More recent PCR and RT-PCR studies have confirmed that the molecular biology of persistent chlamydiae is easily distinguishable from that of acute chlamydial infections. The pattern of gene expression associated with persistently viable chlamydiae of both relevant species is significantly different than that seen during normal active infections, although the transcript patterns during persistence are not entirely identical for these two organisms. For example, during persistence expression of the major outer membrane protein (omp1) gene and several genes required for the cell division process are severely down-regulated for both (Citation50,Citation51); this is coupled with an up-regulation of heat shock proteins (HSPs) for C. trachomatis (Citation51). We showed recently that in relation to in-vitro model systems of persistent C. pneumoniae infection, the details of the transcript profile induced depends on the means by which persistence is elicited (Citation52). HSPs, in general, are paramount to the persistent state of both C. trachomatis and C. pneumoniae; they provide many functions involved with cell survival. The HSP-60 molecule, specifically, has many functions that appear to be important to the pathophysiology of ReA. HSP-60 has been shown to be pivotal in the inability of Chlamydia-infected cells to undergo apoptosis(Citation53). Other studies have demonstrated that HSP-60 plays a role in eliciting the host immune response(Citation54,Citation55).

The C. trachomatis and C. pneumoniae genomes each specify three HSP-60-encoding genes (Citation51,Citation56). However, in terms of HSP-60 gene expression, there are differences even within the Chlamydia genus. With C. trachomatis, the authentic HSP-60 gene, groEL, is designated Ct110 in the genome sequence and resides in an operon with groES, as in Escherichia coli and other bacteria.

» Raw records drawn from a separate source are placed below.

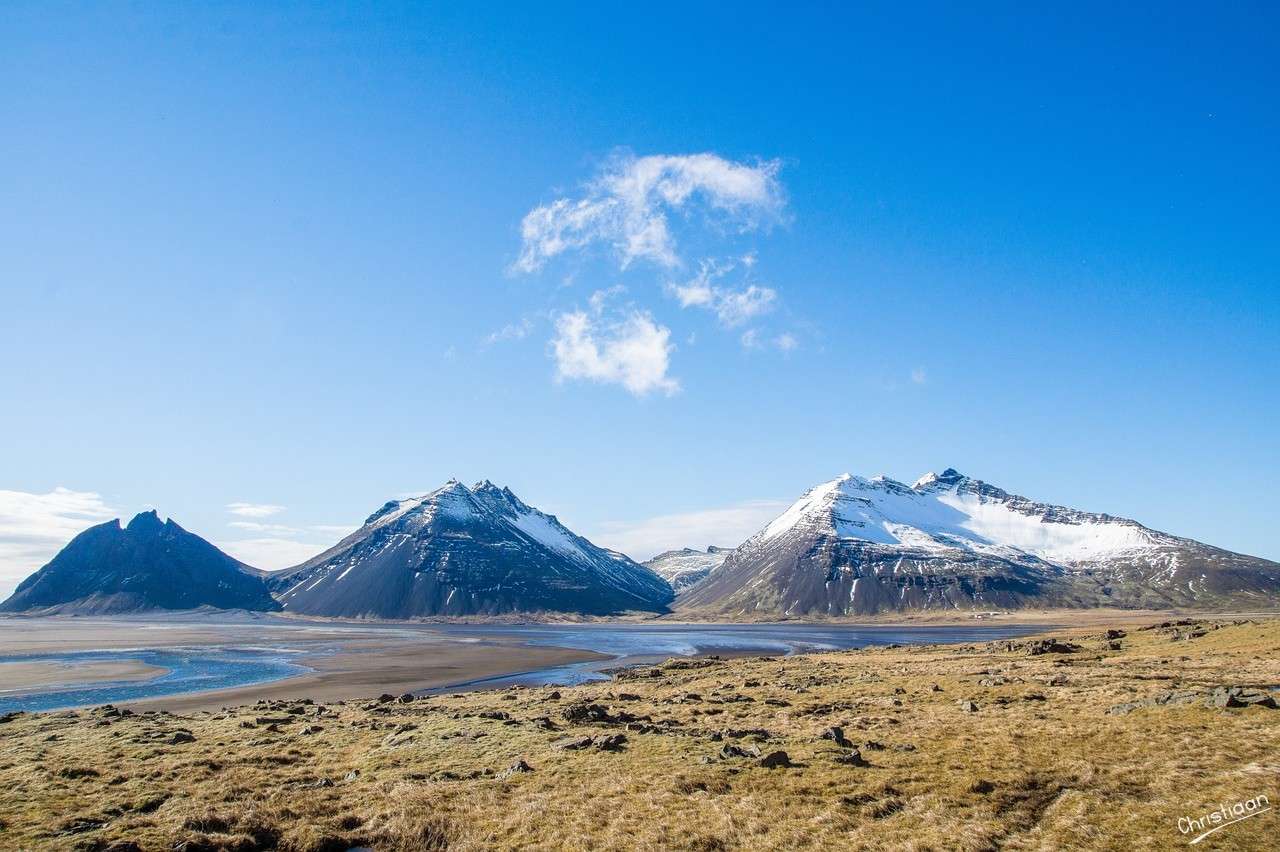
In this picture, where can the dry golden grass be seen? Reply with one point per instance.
(1020, 773)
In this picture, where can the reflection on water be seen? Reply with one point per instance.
(199, 669)
(188, 670)
(636, 644)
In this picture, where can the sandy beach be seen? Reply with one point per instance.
(348, 660)
(48, 676)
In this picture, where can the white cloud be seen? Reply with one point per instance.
(631, 351)
(736, 307)
(726, 527)
(272, 553)
(731, 307)
(511, 331)
(627, 204)
(341, 530)
(254, 509)
(33, 527)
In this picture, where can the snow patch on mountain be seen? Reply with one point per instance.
(950, 511)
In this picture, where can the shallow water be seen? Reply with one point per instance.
(199, 669)
(195, 669)
(635, 644)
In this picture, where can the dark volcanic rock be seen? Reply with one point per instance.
(149, 564)
(467, 552)
(862, 546)
(775, 759)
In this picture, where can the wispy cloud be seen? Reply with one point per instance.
(732, 307)
(33, 527)
(725, 526)
(254, 509)
(613, 347)
(626, 207)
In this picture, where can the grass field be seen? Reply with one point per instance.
(946, 747)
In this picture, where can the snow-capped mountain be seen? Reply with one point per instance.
(686, 567)
(858, 546)
(149, 564)
(466, 552)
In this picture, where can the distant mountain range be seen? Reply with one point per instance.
(686, 567)
(846, 548)
(467, 552)
(855, 546)
(149, 564)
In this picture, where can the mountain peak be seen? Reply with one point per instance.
(949, 476)
(149, 564)
(467, 552)
(146, 521)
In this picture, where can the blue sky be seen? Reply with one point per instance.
(275, 257)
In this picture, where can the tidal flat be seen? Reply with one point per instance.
(1084, 738)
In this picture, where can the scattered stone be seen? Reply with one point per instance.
(1219, 697)
(585, 713)
(1242, 697)
(77, 772)
(609, 742)
(730, 751)
(836, 734)
(516, 769)
(1050, 646)
(775, 759)
(572, 743)
(851, 757)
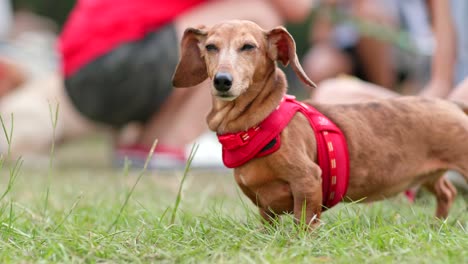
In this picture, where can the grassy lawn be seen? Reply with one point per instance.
(84, 218)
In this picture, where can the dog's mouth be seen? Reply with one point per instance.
(226, 96)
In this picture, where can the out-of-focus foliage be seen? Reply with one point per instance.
(57, 10)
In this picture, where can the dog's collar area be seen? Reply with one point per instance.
(265, 138)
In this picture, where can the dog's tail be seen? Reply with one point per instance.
(463, 106)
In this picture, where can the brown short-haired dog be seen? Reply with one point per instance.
(393, 144)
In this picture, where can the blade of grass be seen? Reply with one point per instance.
(129, 194)
(53, 120)
(193, 151)
(8, 136)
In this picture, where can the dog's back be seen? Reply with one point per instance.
(395, 139)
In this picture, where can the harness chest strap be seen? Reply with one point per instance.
(264, 139)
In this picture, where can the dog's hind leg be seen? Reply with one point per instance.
(444, 192)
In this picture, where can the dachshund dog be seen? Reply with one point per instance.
(391, 144)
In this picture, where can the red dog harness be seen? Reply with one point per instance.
(264, 139)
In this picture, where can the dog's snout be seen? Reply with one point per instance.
(222, 81)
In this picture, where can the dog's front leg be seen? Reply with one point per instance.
(307, 193)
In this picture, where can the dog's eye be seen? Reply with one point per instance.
(247, 47)
(211, 47)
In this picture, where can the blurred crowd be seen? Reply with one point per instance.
(109, 67)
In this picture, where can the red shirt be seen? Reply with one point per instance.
(95, 27)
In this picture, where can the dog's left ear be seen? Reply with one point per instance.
(191, 69)
(281, 46)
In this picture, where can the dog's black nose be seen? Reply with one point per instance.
(222, 81)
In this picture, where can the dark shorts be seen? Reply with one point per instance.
(130, 82)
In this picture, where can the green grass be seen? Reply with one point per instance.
(75, 211)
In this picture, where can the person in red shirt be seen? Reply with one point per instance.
(118, 57)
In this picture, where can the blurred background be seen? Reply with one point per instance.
(406, 47)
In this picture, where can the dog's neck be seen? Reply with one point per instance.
(251, 108)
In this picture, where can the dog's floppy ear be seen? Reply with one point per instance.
(191, 69)
(281, 46)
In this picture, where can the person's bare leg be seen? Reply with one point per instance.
(324, 62)
(182, 118)
(460, 93)
(347, 90)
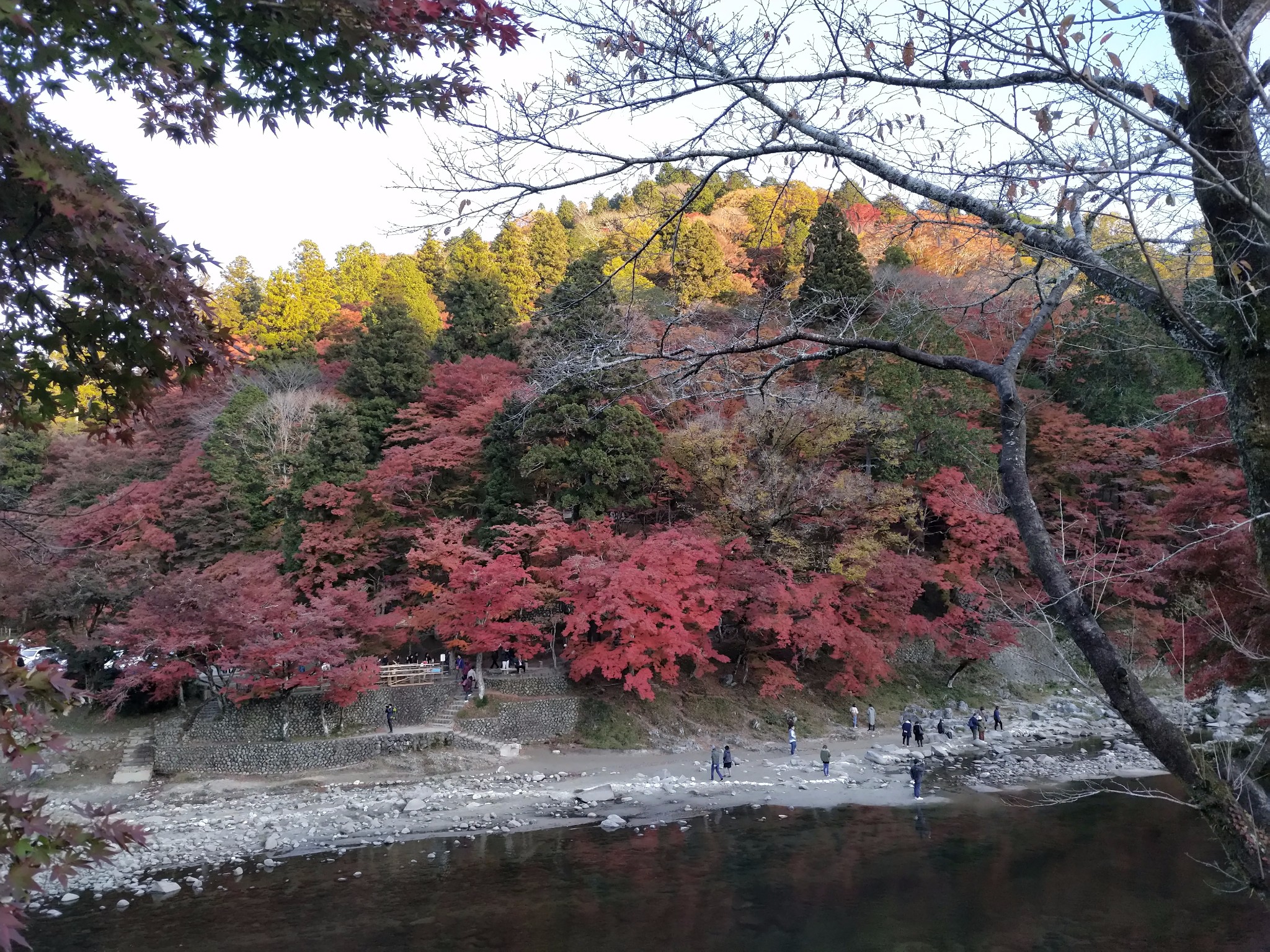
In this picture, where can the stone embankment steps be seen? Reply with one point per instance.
(446, 723)
(138, 763)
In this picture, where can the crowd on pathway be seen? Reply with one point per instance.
(911, 730)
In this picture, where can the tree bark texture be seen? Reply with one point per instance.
(1235, 824)
(1221, 131)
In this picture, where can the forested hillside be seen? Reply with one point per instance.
(406, 456)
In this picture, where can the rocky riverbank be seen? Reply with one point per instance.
(236, 827)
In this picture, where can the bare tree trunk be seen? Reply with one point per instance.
(962, 666)
(1221, 130)
(1236, 829)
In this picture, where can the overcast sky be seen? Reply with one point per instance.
(258, 195)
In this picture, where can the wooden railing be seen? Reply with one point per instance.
(397, 676)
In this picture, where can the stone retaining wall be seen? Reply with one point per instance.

The two additional paralogs are designated Ct604 and Ct755. The groEL HSP-60 protein is believed to be important in synovial pathogenesis. Each of the three C. trachomatis HSP-60 genes is transcribed independently during active infection (Citation51). In acutelyinfected cells, Ct604 and Ct755 are expressed at higher levels than Ct110. However, expression of Ct110 and Ct755 is attenuated during persistence in the monocyte model, whereas transcript levels from Ct604 are increased significantly in this state. This suggests that the product of Ct604 functions to maintain persistence. Analyses of synovial biopsy samples from patients with CiReA also demonstrate high mRNA levels from Ct604 and extremely low levels from Ct755. These observations might explain, in part, the continued elicitation of inflammation in patients with chronic CiReA. They also suggest that the Ct604 gene product is involved in the transition from normal active to persistent infection. Conversely, the Ct755 gene product appears to function only during the acute infection state. It has been demonstrated that some of the transcriptional details that characterize persistent C. pneumoniae are not fully congruent with those that characterize C. trachomatis, although fewer data exist regarding the transcript profile for HSP-60-encoding or other genes in C. pneumoniae during persistence (Citation57). Although the clinical significance of these differences remains unknown, this might also explain the apparent divergent arthritogenic propensity of these two similar organisms.

Chlamydiae in patients with chronic arthritis

Interestingly many of the synovial samples obtained from patients with CiReA from these previously mentioned studies were analyzed years after the patients’ initial infection, thereby demonstrating that persistent organisms can exist in synovial tissue for extended periods of time, indeed many years. Such samples were obtained from patients with chronic CiReA, with the term chronic referring to patients with disease duration of greater than 6 months. Unfortunately, there have been no similar synovial tissue analyses on patients who experienced acute CiReA with spontaneous resolution, i.e. synovial samples obtained after remission. Such analyses would provide interesting correlation, but these existing data suggest that persistently viable synovial-based chlamydiae play at least some role in disease maintenance.

The true significance of the documentation of synovial-based chlamydiae has been questioned by some because PCR and RT-PCR data demonstrating these organisms in synovial samples are not unique to patients with CiReA. Reports have described similar findings in a small percentage of patients with other types of arthritis, primarily osteoarthritis, but even some normal controls (Citation58–60). This background PCRpositivity rate has ranged from 5% (Citation59) to as high as 20% (Citation60). However, it is important to note that the prevalence of chlamydiae in the synovial tissue of patients with other conditions is significantly lower compared to synovial tissue of patients with CiReA (Citation61,Citation62). The clear difference in the prevalence of PCRpositivity for C. trachomatis in CiReA compared to control populations highlights the importance of host genetic variability, host tolerance, and important potential arthritogenic differences within the Chlamydia genus itself.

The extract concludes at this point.